At first abundantly porous, but toothed from the first, at length quite as in Hydna.

On stumps and dead branches. November to February. Stevenson.

This spreads in irregular patches on the surface of decaying wood. The pores for a small space round the margin are round and distinct, but toward the center are greatly lengthened out, lying one upon another in an imbricated manner. The color is white at first, when old it changes to a yellow-brown, and at last to a dirty fuscous black. Bolton.

At first it looks more like a small white orbicular resupinate Polyporus than an Irpex. Peck.

The species is common and can be collected at most times of the year. When fresh and moist it can be shaved from its host plant. Goodly quantities can thus be obtained. It stews to a firm gelatinous mass of pleasant flavor. The lost hunter need not die of starvation in any woods if he will but study the tree-growing fungi, and especially the small species, hitherto insignificant in food circles.

I. car´neus Fr.—resembling the color of flesh.
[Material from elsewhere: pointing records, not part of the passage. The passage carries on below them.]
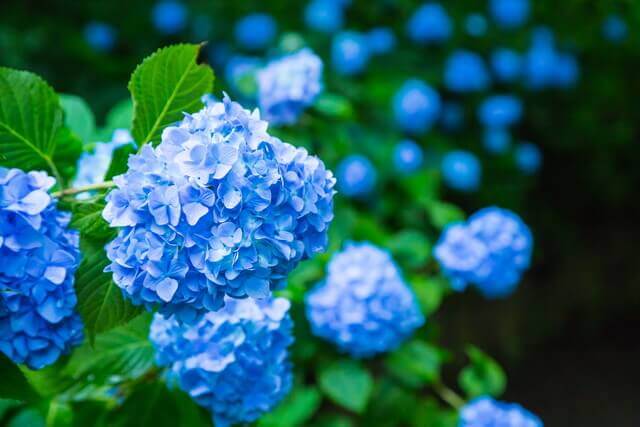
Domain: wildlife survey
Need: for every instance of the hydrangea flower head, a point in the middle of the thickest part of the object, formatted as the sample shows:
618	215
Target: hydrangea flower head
233	362
407	157
500	111
169	16
461	170
255	31
38	320
429	24
485	411
416	106
364	305
100	36
509	13
288	85
465	71
356	176
491	251
220	207
349	53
Reddish, effused, 1–3 in. long, cartilaginous-gelatinous, membranaceous, adnate. Teeth obtuse and awl-shaped, entire, united at the base.

It inclines to Radula and Phlebia. Stevenson.

On tulip poplar, Haddonfield, N.J., September, 1892; on hickory, Angora, Philadelphia, September, 1897. McIlvaine.

The entire fungus is good, cooking like a Hydnum.

I. defor´mis Fr.—deformed. White, effused, crustaceous, thin, circumference pubescent, somewhat flaxy. Teeth extended in awl-shape from a minutely porous base, thin, somewhat digitato-incised (cut in finger-shape), 1–2 lines long. Fries.